La joven sonrió dubitativa y Lieneke bajó a la farmacia. Hacía semanas que no entraba en esa habitación, y el olor familiar la reconfortó. Abrió el cajón y buscó entre los paquetes que contenían polvos de sulfato de varios tipos. Abrió uno de ellos y traspasó los polvos a una bolsita de papel, dudando de qué cantidad era necesaria para un caballo. Le había oído tantas veces decir al médico que la dosis era tan importante como el propio medicamento. Por si acaso, preparó también una bolsita con polvos de ácido bórico para desinfectar, y suspiró. Luego subió despacio la escalera con el paquete en la mano, pero la chica alta ya no estaba allí.

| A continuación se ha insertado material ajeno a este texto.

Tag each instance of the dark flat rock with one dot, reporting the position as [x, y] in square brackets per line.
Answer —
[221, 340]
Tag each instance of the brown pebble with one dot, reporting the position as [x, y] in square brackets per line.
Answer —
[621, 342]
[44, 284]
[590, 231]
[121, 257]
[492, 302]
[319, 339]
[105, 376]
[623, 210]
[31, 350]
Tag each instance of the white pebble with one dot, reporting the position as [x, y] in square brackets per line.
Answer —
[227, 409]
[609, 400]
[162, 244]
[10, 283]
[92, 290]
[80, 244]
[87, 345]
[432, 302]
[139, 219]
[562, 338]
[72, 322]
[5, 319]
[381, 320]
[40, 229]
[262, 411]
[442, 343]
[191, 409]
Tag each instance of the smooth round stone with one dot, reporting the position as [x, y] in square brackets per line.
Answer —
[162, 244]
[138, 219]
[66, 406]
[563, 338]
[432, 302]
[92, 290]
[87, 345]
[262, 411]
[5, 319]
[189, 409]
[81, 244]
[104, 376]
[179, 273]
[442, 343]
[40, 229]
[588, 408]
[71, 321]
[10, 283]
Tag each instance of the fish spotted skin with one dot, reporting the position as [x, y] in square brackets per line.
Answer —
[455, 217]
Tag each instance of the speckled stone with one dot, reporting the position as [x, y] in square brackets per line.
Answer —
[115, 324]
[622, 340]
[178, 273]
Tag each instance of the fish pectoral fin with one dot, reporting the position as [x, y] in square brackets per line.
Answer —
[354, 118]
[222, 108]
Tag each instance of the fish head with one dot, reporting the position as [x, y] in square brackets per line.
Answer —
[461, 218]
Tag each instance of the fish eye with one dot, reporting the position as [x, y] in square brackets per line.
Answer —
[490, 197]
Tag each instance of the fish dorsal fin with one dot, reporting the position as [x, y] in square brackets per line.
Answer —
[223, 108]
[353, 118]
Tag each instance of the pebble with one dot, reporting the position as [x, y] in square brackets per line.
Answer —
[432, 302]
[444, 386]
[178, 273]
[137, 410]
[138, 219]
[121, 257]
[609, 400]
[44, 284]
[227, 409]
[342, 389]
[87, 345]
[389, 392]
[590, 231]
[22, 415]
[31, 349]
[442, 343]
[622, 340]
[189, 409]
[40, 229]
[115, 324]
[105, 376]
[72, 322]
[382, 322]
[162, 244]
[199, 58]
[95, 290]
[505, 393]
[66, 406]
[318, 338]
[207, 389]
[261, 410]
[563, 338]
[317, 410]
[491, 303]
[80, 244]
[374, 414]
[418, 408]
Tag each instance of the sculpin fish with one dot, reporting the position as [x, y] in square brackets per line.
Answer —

Lieneke salió por el camino nevado hasta el portón y echó un vistazo a la carretera. Al fondo vio a la joven pedaleando rápidamente sobre las ruedas de madera, sus largas trenzas se balanceaban sobre su espalda.

Lieneke devolvió los medicamentos a su sitio y, cuando el doctor Kohly regresó a casa, ella corrió a su habitación, sacó de debajo de la cama la carta de su padre y entró en la consulta. Le devolvió la carta y le contó lo de la joven que quería un medicamento para el caballo que tenía una infección en la pata.

—Dijo que habían descubierto que el médico de su pueblo era miembro de la resistencia y lo habían detenido —añadió bajando la voz.

El fino rostro del médico se quedó petrificado.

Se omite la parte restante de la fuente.